Panels are not damaged by the application of water. Use washing up liquid and water and the sort of non-abrasive squeegee one uses for vehicle windscreens or a soft mop or cloth. Make sure there is no grit on the cleaning equipment you use as this will scratch the surface and reduce the efficiency of the panel. Rinse off soapy water, rub dry and buff. For a particularly high-quality job you can use window cleaner for a final polishing.
2. Beware Of Over-loading!
If you are pulling more power than your installation can cover you are taking power from the grid and not really making much of a saving on power. If, however, you have an installation as a back-up system with batteries, it is important to be aware that the biggest expense of your installation is the batteries. You should also be aware that the length of the life of the batteries is entirely dependent on the discharge/recharge cycle. The more often you flatten the batteries, the shorter their life will be.
Your system was set up, in consultation with you, to run certain specific loads. Adding additional equipment not in that original calculation will have a detrimental effect on battery life (and can cause nuisance tripping of the inverter).
3. Load Management
Your system has been designed assuming that you will run larger loads in the middle of a sunny day – not at night or on cloudy days when you are drawing down on the batteries without the benefit of solar power. If you run heavy loads when the sun is not replenishing the charge you are in danger of overloading and detracting from the useful life of your batteries. (See Item 2)
4. Maintaining The Optimum Settings
Most inverters offer you a choice of settings. Not all set-ups are the same but what you find below are the general principles:
SOL (stands for “solar”) – the inverter will balance between the solar and on-grid power to keep the batteries charged and you will save money on your utility bills.

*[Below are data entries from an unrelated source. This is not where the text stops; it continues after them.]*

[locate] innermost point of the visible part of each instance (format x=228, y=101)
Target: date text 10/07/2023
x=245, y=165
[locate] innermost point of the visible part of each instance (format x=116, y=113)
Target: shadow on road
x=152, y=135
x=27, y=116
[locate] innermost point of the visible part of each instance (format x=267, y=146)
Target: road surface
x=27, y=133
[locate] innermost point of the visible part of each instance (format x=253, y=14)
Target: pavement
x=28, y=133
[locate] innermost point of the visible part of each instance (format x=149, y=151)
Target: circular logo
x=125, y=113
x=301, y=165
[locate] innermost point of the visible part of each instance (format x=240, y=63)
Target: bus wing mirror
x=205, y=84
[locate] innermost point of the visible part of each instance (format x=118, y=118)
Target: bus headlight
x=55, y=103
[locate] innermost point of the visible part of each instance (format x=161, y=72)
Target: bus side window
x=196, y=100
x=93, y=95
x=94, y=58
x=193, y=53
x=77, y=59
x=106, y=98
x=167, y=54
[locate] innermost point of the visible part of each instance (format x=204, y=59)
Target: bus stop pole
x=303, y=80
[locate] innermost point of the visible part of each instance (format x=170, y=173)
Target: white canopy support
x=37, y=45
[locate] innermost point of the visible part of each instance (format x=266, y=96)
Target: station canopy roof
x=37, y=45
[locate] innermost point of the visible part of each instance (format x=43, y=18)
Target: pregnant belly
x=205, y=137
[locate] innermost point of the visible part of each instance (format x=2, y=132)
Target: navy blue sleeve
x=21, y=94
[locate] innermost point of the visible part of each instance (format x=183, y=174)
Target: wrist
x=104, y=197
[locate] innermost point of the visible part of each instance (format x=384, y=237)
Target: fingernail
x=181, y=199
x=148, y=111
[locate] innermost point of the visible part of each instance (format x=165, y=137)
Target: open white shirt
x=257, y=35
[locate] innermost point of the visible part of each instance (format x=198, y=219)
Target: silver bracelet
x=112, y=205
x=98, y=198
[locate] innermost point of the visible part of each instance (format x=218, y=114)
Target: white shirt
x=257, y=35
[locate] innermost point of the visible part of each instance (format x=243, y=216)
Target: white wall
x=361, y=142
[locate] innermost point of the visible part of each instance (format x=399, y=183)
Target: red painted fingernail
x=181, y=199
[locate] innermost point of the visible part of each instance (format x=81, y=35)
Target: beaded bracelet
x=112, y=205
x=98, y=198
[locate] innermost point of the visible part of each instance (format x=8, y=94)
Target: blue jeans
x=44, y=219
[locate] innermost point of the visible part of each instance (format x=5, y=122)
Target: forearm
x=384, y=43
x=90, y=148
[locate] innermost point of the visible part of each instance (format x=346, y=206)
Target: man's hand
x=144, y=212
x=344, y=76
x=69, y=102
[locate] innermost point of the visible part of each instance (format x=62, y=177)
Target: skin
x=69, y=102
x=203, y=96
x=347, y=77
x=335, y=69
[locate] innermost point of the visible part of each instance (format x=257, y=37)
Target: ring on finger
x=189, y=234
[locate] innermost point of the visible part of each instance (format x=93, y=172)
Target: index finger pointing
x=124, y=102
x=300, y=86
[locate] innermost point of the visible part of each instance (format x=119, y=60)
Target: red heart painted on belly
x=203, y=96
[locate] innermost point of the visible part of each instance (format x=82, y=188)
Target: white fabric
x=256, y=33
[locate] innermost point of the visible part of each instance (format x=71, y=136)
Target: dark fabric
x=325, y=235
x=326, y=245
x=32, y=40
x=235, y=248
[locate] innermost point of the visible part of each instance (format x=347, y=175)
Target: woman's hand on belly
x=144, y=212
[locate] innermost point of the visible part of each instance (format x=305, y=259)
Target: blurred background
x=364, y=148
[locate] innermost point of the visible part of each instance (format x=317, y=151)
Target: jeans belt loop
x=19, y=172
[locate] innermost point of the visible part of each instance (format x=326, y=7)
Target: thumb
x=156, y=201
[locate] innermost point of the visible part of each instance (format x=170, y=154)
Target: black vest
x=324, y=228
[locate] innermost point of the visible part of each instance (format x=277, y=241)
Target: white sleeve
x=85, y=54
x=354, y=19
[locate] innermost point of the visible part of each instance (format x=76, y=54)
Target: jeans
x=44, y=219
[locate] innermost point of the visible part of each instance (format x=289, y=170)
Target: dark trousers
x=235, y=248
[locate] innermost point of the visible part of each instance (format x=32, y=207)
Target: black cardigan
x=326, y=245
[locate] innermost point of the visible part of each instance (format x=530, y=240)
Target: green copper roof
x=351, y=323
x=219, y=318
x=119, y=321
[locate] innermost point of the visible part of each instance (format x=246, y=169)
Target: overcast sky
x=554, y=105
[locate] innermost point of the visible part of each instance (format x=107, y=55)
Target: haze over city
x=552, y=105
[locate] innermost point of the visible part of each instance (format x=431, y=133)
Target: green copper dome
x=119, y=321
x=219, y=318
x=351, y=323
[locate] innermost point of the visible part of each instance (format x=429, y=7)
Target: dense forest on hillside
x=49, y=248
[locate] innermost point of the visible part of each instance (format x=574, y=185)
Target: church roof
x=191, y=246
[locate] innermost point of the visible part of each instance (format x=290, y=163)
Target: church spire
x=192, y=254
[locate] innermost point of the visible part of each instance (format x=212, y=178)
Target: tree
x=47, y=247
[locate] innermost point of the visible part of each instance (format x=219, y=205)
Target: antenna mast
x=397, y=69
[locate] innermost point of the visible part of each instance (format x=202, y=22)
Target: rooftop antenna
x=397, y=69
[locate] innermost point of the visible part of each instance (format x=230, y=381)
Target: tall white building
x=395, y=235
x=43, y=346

UTL (stands for “utilities”) – the inverter will prioritize using on-grid power over solar power for charging the batteries. This is a setting for cloudy days when the solar will be ineffective and will cost you money.
SBU (stands for Solar-Battery-Utility) prioritizes power from the solar power system to recharge batteries. If there is no solar (e.g. at night) it takes power from the batteries. When the battery power runs out it takes power from the on-grid system. The downside of this is that in a sudden power-outage situation you can find that your batteries are flat.
Ideally run on SOL and switch to UTL on a cloudy day and do not use SBU.
Make sure you are well-informed about the characteristics and options of your set-up when it is being installed. Have your installer talk you through your system and write down what to expect from the settings and the interpretation of the various readings that your system might offer, so that you can monitor the health of your system.
5. Corrosion Check
Regularly check all connections for signs of over-heating or corrosion.
6. Shade Check
Shadows cast by surrounding trees and foliage also greatly reduce efficiency. Watch out for encroaching tree growth and cut back where necessary.
Your Solar Power System needs TLC to keep it functioning efficiently. Set up a regular maintenance schedule and follow the tips above!